Solved – Batch reinforcement learning: Algorithm example

algorithmsmachine learningreinforcement learning

I have been reading the Reinforcement learning: An Introduction by Sutton and Barto (2012) and I have come across the batch learning method. Unfortunately, this method is not very well described in the book and scientific articles regarding batch learning are yet too advanced for me.

Could anyone please elaborate on the method and provide exemplary pseudo-algorithm for this reinforcement learning method?

Batch updating is mentioned in Sutton and Barto on the page 137 in chapter "Optimality of TD(0)", here is the relevant paragraph:

Suppose there is available only a finite amount of experience, say 10 episodes or 100 time steps. In this case, a common approach with incremental learning methods is to present the experience repeatedly until the method converges upon an answer [……] We call this batch updating because updates are made only after processing each complete batch of training data.

After searching for some articles of google, I tried to understand this one, but was not very succesfull.

Best Answer

The reference to batch updating is not regarding any new or undescribed reinforcement learning method, but just a subtle re-ordering of how the experience and updates interact. You can use batch updates where experience is in short supply (as opposed to computation time).

Essentially you can just use the standard TD update mechanism, but instead of taking each piece of experience once as it is observed, you store and re-play the trajectories that you have seen so far (i.e. without selecting new actions). You can keep repeating them, almost like policy evaluation in Dynamic Programming (except only using your sampled trajectories), until the value estimates only change by a small amount - or maybe keep repeating for e.g. 10 seconds, until the next pieces of experience arrive.

Obviously this approach has limitations. It can only evaluate actions that have been taken so far, it cannot explore further. It will probably suffer from sampling bias in the value estimates. However, it will represent in some ways the best estimates of state values seen so far, and provided the stochastic parts of the MDP or policy are not too wild, it may be a good choice where gaining experience is costly or time-consuming.

In terms of implementation, you could do something like this (for SARSA(0)):

Initialize $Q(s, a), \forall s \in \mathcal{S}, a \in \mathcal{A}(s)$, arbitrarily, and $Q(\text{terminal-state}, \cdot) = 0$

Repeat:

$\qquad$ Initialize $S$

$\qquad$ Choose $A$ from $S$ using policy derived from $Q$ (e.g., ε-greedy)

$\qquad$ Repeat (for each step of episode):

$\qquad\qquad$ Take action $A$, observe $R, S'$

$\qquad\qquad$ Choose $A'$ from $S'$ using policy derived from $Q$

$\qquad\qquad$ Store five sampled variables $S, A, R, S', A'$ in experience table

$\qquad\qquad$ If experience table is large enough, repeat:

$\qquad\qquad\qquad$ For each $S, A, R, S', A'$ in experience table:

$\qquad\qquad\qquad\qquad Q(S, A) \leftarrow Q(S, A) + \alpha[R + \gamma Q(S', A') − Q(S, A)]$

$\qquad\qquad$ Until computation time runs out, or max changes in Q are small

$\qquad\qquad$ If experience table was used, then clear it (as policy will have changed)

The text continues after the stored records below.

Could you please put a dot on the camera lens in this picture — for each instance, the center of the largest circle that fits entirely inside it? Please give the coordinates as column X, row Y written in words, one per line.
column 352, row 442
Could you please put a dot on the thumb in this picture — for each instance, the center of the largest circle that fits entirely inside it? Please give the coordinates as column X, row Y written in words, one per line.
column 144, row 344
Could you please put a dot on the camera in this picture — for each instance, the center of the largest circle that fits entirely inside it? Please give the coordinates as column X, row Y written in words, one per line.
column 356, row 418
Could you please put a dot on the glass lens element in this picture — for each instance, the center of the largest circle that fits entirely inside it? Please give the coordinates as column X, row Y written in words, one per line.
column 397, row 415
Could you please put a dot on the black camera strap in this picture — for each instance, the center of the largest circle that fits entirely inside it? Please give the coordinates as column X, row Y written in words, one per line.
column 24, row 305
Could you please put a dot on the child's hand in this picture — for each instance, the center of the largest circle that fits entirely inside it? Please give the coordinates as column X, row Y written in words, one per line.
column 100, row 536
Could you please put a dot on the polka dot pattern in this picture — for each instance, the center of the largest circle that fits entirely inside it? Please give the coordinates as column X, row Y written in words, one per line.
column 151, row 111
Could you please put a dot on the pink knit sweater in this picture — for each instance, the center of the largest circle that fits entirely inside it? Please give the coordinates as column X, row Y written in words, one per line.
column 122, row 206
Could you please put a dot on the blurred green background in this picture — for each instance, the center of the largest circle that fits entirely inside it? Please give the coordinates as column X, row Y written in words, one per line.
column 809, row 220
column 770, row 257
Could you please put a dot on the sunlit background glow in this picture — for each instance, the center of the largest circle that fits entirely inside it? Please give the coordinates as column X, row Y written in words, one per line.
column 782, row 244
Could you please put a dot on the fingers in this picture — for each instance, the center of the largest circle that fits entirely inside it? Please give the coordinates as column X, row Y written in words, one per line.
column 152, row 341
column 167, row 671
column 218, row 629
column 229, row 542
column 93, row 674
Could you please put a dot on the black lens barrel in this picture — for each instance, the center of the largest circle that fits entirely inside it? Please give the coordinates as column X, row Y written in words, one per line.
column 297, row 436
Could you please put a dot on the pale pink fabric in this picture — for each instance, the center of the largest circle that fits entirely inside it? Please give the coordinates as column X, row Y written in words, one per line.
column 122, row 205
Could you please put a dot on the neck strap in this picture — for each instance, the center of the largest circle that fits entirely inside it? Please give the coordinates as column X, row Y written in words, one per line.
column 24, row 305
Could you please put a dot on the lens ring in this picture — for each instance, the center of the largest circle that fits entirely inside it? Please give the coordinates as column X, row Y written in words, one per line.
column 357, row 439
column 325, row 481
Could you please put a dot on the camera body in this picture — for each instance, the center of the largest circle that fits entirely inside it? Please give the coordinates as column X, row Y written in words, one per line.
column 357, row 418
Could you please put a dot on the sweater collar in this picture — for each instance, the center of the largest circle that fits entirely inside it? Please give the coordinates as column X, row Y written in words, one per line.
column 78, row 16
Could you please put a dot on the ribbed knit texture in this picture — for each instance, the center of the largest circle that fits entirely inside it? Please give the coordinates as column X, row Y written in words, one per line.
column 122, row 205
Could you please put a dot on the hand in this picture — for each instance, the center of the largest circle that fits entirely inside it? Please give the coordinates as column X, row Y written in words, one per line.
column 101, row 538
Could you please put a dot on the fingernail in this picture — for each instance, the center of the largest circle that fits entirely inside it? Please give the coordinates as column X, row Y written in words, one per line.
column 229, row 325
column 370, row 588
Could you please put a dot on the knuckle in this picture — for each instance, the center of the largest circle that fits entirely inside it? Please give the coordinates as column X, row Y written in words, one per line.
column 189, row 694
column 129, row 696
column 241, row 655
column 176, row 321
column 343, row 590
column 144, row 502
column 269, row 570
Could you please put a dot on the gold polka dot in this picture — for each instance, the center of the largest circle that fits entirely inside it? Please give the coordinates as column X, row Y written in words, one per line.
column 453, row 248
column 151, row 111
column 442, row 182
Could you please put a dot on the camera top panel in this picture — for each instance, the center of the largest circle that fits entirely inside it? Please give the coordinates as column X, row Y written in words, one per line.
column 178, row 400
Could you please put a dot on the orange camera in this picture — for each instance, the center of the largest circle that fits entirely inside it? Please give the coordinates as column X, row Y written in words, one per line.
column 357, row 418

$\qquad\qquad S \leftarrow S'; A \leftarrow A'$

$\qquad\qquad$until $S$ is terminal

There are obviously a few variations of this - you can interleave the experience replay/batch in different places that might work better for episodic or continuous problems. You could keep the online learning updates too, possibly with a different learning rate. If you have an episodic problem, then your experience table really should contain at least one episode end, and definitely so if $\gamma =1$. If you are performing policy evaluation of a fixed policy (as opposed to control where you adjust the policy) then you can keep the older experience, you don't need to cull it.

Furthermore, this is very similar to experience replay approaches that are useful when using estimators such as neural networks. In that case your experience table can be sampled to create mini-batch updates for supervised learning for the estimator. In an off-policy scenario like Q learning you can drop the storage of $A'$ and substitute the maximising $A'$ at the time of replay, also allowing you to keep more history.